According to government estimates, projects with about 4.58 lakh housing units that require Rs 55,000 crore were stalled. In November 2019, the Union Cabinet decided to set up a ‘special fund’ in the form of an AIF to provide priority debt financing for completing stalled housing projects. HDFC Ltd. and State Bank of India agreed to contribute to the fund.

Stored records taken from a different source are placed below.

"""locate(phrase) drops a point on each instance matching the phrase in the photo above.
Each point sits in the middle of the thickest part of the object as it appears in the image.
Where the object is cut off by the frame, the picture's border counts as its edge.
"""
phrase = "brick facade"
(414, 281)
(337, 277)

BloombergQuint reported in February that the fund has started disbursing money for stressed projects in Mumbai and Bengaluru. It released part of the sanctioned Rs 160 crore for Cable Corporation of India’s project in Borivali East in suburban Mumbai, after Indiabulls Housing Finance Ltd., the project’s primary lender, gave a no-objection certificate. But such luck has so far evaded the other 31 pre-approved projects to be backed by the fund.

Still, according to a senior industry executive, that’s an exception. The fund is facing challenges in disbursing the money to projects led by difficulty in getting the no-objection certificate from primary lenders, the person said on the condition of anonymity. The lenders, the executive said, are unwilling to give NOC for projects where significant cash flow is expected unless they get a portion of it.

The fund’s norms, however, do not allow such upfront sharing of cash flows. According to the AIF’s guidelines:

  • The fund gets a senior charge and 100 percent cash flow till it recovers its returns before cash can be shared with the lender.
  • AIF targets an internal rate of return of 15 percent per annum from these investments.

Kazi, answering a query on lenders’ reluctance to wait for three to four years to get their money, said, “The fund was never set up to simply repay the underlying lenders. Just by re-paying the underlying lenders the project is still not going to get completed. Our mandate is to complete construction.”

He, however, said the fund “can share anywhere between 0 and 25 percent”. “But it depends on the numbers that flow into every deal. There is no hard-and-fast rule.”

According to the second executive cited earlier, the single biggest factor withholding the lenders from giving approvals is the lack of clarity from the Reserve Bank of India over one-time restructuring of loans for projects that are receiving funding through the AIF.

But NOC is not the only reason causing a delay. Out of the 31 deals, which are at various stages of due diligence, some are facing the problem of getting NOCs from the lenders, the second executive said. But six deals that have got the final approval and have the NOC are still awaiting other approvals and execution of documents before the AIF disburses money.